Brett is still on his knees, his back to me, his head slightly tilted upward, toward the sun.
“I understand,” I say, “that you disagree with the interdiction and internment policy being carried out by the Coast Guard.”
“No, Henry. You don’t understand,” he says softly. Mournfully, almost. “There is no such policy.”
“What?”
“I thought you understood, Henry. I thought that’s why God sent you.”
The idea of that, that God or some other force of the universe sent me here, renews my sense of unease and distress. I adjust my hold on the big weapon.
“It’s not interdiction. It’s slaughter. Those cutters open fire on the cargo ships, they sink them when they can. They shoot the survivors, too. They don’t want anyone to land.”
I blink in the sunlight, my rifle trembling in my hands.
“I don’t believe you.”
After a moment Brett speaks again, calm and ardent. “What do you think is easier for the Coast Guard—what remains of the Coast Guard? A massive and resource-intensive interdiction effort, or the simple and efficient operation that I’ve described? They could stand down, of course, stop their sorties entirely, but then the immigrants get through. Then they arrive in our towns, then they are so bold as to want to share resources, share space. Then they want to be given their own chance at survival in the aftermath. And we are determined, God forgive us, we are determined that not be allowed.”
He is crying. His head is bent toward the green of the fort, and his voice comes out choked with lamentation.
“I thought you understood that, Henry, I thought that’s why you came.”
My rifle is trembling now, and I force myself to steady it, trying to figure out what happens next, while Brett gathers his voice, keeps talking. “But perhaps God has given you eyes that cannot see that deeper kind of darkness. And that is a blessing in you. But I beg of you, Henry, to let me be to carry out my mission. I beg that of you today, Henry, because if I can save even one boatload of those people, even one child or one woman or one man, then I will have done God’s work today. We will have done God’s work.”

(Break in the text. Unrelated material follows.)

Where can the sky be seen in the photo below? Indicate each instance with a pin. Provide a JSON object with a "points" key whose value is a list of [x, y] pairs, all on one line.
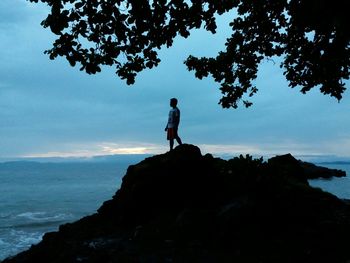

I think of those dots on the horizon, the tiny ships I saw from the slitted window of the caponier, steaming closer, even now.
“Brett—” I begin, and suddenly he ducks and rolls into the mud and comes up with the other rifle, all in one swift motion, ends up on his knee facing me, the gun angled up toward me, as mine is angled down toward him.
I didn’t fire. I couldn’t. How could I?